Its record of having the most days of guaranteed sunshine (about 320) in Europe is a powerful reason for the Costa del Sol’s popularity with both European and overseas travelers. The result is a merry mix of international and Spanish experiences, without losing the good-time spirit of this holiday haven.
With all that sunshine and the Mediterranean Sea washing its shores, you can be sure the first place kids want to go in the Costa del Sol is the beach. Every town has its own or there’s one close by. Malaga, the region’s hub, is lined with them. The two main ones, which have Blue Flag status for cleanliness, are an easy walk from the center, and the beach at the west end of La Misericordia has shallow-water beach good for younger children.

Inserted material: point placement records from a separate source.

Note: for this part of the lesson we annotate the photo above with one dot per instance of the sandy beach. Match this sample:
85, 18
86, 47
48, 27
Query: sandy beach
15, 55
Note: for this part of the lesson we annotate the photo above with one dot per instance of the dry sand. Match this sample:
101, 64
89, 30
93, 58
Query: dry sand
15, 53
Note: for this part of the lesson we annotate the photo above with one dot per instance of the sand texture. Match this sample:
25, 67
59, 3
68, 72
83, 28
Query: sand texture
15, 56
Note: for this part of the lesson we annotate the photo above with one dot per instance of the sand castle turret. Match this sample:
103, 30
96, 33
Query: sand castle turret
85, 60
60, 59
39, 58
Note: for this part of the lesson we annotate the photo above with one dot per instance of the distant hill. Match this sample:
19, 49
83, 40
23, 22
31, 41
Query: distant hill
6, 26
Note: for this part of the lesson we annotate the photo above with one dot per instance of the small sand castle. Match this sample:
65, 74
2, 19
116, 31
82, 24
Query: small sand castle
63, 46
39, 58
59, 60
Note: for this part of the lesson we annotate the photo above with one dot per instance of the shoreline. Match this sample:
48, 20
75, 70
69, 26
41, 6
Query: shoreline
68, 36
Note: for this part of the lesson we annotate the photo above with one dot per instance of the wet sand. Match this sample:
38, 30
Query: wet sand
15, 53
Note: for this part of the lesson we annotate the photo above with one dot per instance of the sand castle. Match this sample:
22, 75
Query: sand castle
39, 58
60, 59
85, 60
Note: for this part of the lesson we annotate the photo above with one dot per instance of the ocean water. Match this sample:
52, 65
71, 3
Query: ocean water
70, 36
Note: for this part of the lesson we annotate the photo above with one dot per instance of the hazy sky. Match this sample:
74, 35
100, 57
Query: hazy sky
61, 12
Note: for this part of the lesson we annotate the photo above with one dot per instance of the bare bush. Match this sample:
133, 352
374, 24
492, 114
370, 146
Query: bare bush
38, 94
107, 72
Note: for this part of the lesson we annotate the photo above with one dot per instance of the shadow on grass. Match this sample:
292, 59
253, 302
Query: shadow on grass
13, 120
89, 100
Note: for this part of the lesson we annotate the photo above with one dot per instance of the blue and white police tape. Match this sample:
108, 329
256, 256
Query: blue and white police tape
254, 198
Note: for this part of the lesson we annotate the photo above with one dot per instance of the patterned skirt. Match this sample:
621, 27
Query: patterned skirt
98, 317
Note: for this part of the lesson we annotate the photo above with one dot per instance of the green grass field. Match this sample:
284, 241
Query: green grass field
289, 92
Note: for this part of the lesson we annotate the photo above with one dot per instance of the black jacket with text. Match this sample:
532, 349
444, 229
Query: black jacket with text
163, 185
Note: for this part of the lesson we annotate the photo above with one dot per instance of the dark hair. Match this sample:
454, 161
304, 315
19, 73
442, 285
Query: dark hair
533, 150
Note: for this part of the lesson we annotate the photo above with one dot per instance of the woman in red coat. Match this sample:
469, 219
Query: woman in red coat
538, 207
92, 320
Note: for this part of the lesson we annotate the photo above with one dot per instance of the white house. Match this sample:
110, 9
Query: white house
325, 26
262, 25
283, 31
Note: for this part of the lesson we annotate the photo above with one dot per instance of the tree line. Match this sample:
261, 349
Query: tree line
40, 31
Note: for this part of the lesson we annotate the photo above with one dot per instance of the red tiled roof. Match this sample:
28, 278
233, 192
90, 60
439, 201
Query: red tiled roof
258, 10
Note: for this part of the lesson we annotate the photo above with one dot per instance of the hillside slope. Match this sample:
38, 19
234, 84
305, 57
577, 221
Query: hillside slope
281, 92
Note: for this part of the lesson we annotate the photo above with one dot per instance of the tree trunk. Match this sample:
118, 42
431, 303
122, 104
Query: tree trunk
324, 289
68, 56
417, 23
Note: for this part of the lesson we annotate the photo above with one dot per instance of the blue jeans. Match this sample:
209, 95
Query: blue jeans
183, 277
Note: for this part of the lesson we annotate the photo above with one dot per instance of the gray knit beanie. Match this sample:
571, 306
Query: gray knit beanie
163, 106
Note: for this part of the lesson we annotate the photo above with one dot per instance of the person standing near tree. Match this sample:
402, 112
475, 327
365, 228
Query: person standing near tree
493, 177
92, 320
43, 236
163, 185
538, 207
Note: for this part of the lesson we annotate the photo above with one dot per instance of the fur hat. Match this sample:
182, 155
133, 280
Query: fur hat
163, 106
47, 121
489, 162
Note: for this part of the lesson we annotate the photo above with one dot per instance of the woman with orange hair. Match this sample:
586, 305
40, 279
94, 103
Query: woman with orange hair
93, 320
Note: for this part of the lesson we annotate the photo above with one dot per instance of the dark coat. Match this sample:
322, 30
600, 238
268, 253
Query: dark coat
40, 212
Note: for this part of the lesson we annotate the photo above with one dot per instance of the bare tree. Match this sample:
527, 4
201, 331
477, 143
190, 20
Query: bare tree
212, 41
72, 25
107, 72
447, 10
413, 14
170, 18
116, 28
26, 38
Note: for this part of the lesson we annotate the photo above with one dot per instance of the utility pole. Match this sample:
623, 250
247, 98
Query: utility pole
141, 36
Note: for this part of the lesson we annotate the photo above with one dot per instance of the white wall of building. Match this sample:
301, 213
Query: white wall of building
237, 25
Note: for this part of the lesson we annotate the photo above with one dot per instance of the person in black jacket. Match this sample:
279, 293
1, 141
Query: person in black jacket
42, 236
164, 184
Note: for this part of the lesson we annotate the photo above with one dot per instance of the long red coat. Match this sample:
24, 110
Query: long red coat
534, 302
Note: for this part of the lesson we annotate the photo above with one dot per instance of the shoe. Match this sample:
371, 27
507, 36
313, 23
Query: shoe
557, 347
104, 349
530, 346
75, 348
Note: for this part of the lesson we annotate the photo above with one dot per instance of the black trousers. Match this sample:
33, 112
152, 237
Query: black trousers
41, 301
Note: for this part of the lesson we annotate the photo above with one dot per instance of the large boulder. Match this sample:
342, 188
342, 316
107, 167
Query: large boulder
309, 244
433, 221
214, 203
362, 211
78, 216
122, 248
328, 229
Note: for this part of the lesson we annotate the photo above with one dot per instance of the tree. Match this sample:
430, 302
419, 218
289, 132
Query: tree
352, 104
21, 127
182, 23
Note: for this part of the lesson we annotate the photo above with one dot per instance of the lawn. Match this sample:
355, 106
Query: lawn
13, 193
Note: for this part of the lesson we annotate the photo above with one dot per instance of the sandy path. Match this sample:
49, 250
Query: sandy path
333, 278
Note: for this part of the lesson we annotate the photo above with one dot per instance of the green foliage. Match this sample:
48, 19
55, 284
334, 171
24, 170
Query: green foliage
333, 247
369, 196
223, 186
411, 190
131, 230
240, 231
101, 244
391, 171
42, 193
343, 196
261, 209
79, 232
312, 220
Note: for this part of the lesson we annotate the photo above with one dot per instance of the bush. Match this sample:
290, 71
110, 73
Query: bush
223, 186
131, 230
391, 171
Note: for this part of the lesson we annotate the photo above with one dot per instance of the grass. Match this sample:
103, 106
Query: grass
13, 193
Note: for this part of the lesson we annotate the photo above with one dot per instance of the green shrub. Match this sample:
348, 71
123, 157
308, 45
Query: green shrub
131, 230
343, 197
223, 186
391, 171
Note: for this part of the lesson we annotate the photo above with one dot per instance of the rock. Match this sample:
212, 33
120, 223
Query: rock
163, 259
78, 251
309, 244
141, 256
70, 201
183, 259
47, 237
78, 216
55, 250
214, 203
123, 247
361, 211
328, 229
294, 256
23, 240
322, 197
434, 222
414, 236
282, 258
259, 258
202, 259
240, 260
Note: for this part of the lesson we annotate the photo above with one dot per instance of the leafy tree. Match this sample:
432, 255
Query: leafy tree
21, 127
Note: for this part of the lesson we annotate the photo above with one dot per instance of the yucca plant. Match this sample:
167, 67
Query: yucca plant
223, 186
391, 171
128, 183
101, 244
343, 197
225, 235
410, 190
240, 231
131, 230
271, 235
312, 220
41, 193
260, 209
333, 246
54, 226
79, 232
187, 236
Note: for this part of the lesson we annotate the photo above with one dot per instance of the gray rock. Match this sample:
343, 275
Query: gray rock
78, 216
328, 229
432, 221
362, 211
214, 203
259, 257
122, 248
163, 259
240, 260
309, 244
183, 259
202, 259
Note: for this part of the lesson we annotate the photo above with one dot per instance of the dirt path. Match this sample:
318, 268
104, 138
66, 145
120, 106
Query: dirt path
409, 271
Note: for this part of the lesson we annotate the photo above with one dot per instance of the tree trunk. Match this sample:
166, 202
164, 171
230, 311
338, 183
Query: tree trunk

There are lifeguards on duty daily from mid-June to mid-September, and you can buy sand toys at beachside kiosks. Along the seafront promenade are playgrounds with slides and climbing gyms, even a pirate ship to climb on. For quieter more intimate beaches, head east from Malaga to towns like Nerja (where kids can also see Paleolithic cave paintings from the time of the Cromagnon at the Cueva de Nerja).
Outside of Malaga (you can get there by bus) are two water parks: Mijas Aqua Park in Fuengirola and the even larger Aqualand in Torremolinos. In Benalmadena, Tivoli World is a theme park with a separate section just for toddlers. Near Estepona, Selwo Aventura is a safari park where wild animals from all over the world live in naturalized settings. SeaLife in nearby Benalmádena is a large aquarium.

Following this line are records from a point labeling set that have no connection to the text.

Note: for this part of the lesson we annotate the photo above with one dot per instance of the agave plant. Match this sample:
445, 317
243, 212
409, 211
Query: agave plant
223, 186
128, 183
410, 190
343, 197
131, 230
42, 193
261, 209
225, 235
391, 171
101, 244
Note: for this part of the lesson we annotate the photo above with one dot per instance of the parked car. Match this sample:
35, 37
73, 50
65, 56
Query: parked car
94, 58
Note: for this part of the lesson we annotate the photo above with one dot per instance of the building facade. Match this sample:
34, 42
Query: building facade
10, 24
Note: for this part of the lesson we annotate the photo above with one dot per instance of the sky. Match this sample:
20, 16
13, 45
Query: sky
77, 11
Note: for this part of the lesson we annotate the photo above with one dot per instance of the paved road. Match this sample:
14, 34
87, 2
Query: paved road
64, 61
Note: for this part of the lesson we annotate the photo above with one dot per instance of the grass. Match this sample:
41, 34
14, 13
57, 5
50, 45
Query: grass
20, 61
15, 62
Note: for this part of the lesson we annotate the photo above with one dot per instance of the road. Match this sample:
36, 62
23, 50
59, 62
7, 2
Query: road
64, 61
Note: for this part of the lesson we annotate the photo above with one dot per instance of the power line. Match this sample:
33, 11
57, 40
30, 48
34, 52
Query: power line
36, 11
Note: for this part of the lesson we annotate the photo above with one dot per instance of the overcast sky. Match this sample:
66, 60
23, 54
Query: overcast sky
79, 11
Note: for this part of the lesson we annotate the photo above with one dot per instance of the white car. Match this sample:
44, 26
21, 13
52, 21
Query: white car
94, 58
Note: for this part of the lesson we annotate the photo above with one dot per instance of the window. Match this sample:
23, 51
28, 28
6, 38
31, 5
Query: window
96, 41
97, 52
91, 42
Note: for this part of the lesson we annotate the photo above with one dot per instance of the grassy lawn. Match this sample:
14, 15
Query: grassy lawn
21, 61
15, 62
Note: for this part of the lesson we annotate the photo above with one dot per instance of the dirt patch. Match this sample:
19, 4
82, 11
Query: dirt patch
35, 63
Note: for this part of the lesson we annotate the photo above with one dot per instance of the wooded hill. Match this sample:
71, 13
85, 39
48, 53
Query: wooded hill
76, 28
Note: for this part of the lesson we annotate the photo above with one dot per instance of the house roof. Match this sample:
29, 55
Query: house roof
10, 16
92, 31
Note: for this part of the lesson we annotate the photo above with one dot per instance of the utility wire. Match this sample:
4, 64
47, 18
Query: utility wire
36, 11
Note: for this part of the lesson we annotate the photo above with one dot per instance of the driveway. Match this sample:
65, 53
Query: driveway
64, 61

But you didn’t bring the kids to Spain to spend all your time in theme parks, so you’ll want to share some authentic local experiences with them. Flamenco is deep in the soul of Andalucía and Malaga has several places where you can see it, two of them especially suitable for children. Most shows begin late in the evening, but Tablao Los Amayas has a 7 p.m. show and special prices for children. Or attend a Friday morning Flamenco demonstration at the Museo Flamenco Peña Juan Breva.
Malaga is the birthplace of Picasso, and home to an outstanding museum of his works. But perhaps a better way to engage children in the artist’s legacy is to join a small group class or schedule a family Paint like Picasso workshop where they’ll learn how to see the world “Through Picasso’s Eyes” as they paint their own souvenir of the Costa del Sol. El Retorno de Lilith studio is only a few yards from the house where Picasso was born, and classes are suitable for ages 7 and up.

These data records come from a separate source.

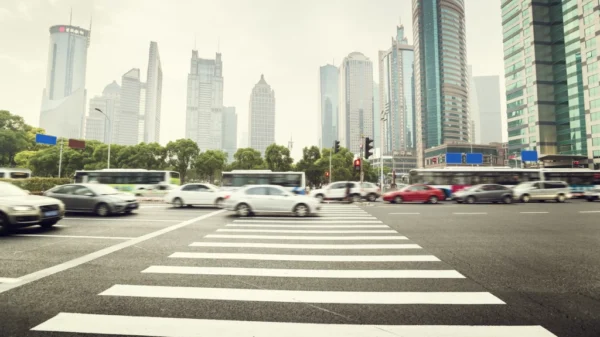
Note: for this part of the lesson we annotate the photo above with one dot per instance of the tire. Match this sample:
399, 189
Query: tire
102, 209
301, 210
243, 210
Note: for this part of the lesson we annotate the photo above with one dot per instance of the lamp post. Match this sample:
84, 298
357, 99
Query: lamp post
109, 134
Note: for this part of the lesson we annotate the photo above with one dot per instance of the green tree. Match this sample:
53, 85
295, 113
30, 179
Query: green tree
180, 155
209, 164
278, 158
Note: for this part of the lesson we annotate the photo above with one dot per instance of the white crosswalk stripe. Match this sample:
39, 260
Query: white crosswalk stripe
343, 244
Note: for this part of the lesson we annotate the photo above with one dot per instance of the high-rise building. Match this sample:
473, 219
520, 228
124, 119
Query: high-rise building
153, 96
356, 101
64, 97
204, 113
552, 77
229, 133
261, 117
328, 96
100, 125
488, 126
396, 94
441, 84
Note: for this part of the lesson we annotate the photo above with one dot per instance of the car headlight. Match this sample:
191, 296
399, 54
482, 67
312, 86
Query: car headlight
22, 208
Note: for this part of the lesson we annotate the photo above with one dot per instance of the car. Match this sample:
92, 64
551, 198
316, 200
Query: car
484, 193
415, 193
542, 191
196, 194
20, 209
270, 199
99, 199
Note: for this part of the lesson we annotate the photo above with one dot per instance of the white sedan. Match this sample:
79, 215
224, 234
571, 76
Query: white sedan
196, 194
270, 199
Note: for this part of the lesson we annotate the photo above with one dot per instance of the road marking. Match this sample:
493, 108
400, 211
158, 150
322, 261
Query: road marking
304, 246
100, 253
78, 236
300, 231
304, 273
308, 226
300, 237
328, 258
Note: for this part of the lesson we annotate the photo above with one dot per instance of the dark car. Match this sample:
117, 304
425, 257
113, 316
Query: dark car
484, 193
415, 193
100, 199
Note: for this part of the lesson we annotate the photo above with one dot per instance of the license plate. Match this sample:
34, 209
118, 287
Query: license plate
51, 213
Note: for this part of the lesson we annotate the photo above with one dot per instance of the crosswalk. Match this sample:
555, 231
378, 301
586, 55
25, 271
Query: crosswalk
316, 258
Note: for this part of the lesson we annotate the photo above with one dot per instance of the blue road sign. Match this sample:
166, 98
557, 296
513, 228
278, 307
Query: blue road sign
475, 158
45, 139
529, 156
453, 158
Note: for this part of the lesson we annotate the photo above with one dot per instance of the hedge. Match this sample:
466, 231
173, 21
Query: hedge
36, 185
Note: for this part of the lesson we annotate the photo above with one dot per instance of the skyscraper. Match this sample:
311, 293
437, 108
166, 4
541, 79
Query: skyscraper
397, 94
204, 113
153, 96
63, 100
261, 117
356, 101
328, 109
552, 77
229, 134
441, 84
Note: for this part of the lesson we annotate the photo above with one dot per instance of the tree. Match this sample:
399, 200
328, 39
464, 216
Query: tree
209, 164
278, 158
180, 155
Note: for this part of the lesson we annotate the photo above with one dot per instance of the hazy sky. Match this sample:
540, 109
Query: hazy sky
285, 40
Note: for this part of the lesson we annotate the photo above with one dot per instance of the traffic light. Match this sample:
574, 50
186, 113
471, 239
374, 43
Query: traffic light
368, 147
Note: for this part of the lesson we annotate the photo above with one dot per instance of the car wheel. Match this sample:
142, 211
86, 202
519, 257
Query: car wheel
242, 210
301, 210
102, 209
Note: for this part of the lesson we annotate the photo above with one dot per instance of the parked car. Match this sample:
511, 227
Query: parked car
270, 199
542, 191
484, 193
196, 194
100, 199
20, 209
415, 193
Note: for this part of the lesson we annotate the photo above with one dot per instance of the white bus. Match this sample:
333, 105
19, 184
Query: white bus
14, 173
292, 181
135, 181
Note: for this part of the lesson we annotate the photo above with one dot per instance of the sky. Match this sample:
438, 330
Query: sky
286, 40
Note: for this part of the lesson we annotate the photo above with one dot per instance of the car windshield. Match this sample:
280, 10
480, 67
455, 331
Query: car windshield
9, 190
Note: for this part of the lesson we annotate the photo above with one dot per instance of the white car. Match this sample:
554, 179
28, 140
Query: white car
270, 199
196, 194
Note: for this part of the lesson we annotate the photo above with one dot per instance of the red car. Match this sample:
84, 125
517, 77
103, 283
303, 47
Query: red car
415, 193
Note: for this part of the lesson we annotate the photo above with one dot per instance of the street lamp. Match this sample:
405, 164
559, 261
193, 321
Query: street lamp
109, 134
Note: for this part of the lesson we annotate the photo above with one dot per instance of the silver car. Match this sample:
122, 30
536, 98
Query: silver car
100, 199
20, 209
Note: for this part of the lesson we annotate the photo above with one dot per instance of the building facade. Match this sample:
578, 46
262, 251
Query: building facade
229, 133
153, 96
356, 101
64, 97
328, 108
441, 84
261, 117
396, 94
204, 112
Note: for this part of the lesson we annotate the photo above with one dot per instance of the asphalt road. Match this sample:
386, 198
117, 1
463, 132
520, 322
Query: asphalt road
357, 270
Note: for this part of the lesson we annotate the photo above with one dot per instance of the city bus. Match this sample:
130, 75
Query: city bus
14, 173
293, 181
452, 179
136, 181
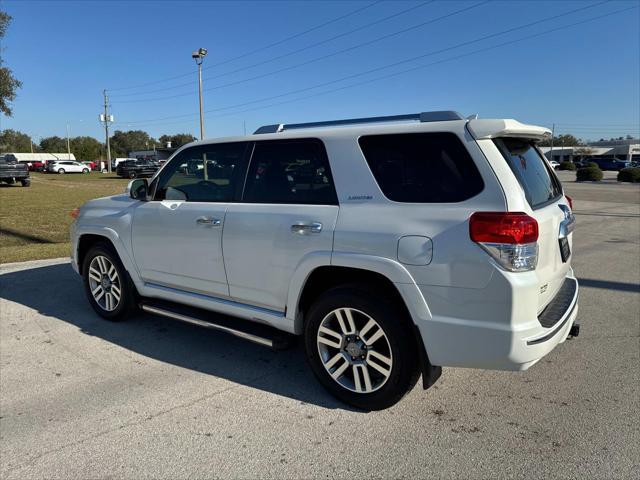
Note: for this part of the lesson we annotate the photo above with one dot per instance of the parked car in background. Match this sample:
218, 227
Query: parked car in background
12, 171
393, 245
90, 164
609, 163
136, 168
67, 166
36, 166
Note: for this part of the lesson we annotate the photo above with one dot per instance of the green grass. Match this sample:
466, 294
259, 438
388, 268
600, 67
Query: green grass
34, 221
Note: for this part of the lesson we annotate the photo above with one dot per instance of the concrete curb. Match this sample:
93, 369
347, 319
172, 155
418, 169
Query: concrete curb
16, 266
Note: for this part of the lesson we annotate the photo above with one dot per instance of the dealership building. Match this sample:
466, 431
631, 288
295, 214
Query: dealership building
628, 149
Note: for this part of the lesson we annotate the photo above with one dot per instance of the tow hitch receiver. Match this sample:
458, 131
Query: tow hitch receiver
574, 331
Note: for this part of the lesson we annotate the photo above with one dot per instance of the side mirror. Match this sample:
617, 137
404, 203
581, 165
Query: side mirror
138, 189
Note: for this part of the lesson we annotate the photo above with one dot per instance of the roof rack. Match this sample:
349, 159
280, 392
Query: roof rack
440, 116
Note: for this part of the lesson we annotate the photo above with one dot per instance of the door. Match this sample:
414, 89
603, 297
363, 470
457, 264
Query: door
177, 236
288, 211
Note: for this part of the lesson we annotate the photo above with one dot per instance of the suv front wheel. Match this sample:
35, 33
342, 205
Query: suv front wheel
361, 348
107, 285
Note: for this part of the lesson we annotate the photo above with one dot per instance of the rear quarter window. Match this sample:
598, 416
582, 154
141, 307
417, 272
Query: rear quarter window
539, 183
422, 167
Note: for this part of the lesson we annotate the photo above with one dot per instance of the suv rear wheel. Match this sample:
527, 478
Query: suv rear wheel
106, 282
360, 349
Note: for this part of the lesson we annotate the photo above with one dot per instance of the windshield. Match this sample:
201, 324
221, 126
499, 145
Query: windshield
539, 183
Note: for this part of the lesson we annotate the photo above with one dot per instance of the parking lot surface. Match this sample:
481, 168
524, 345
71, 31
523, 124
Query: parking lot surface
153, 398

Two Malaga attractions that welcome children with special programs are the Music Museum and Pompidou Center. At the former, kids can try out the instruments, from drums to violins, and the Pompidou Center has a special entrance for kids and the Bajo la Luna II installation filled with shapes and forms children can use to construct their own 3-D creations.
A Spanish tradition the kids are sure to want to indulge in again and again is a chocolate and churros stop. Tasty fingers of deep-fried dough are dipped into cups of hot chocolate so thick the churros will stand up by themselves. For a taste of old Malaga, savor these at Café Madrid, one of the oldest cafés in Malaga, where they’ve been a tradition since 1892. Hint: This is not a good bedtime snack if you hope to get the kids to sleep!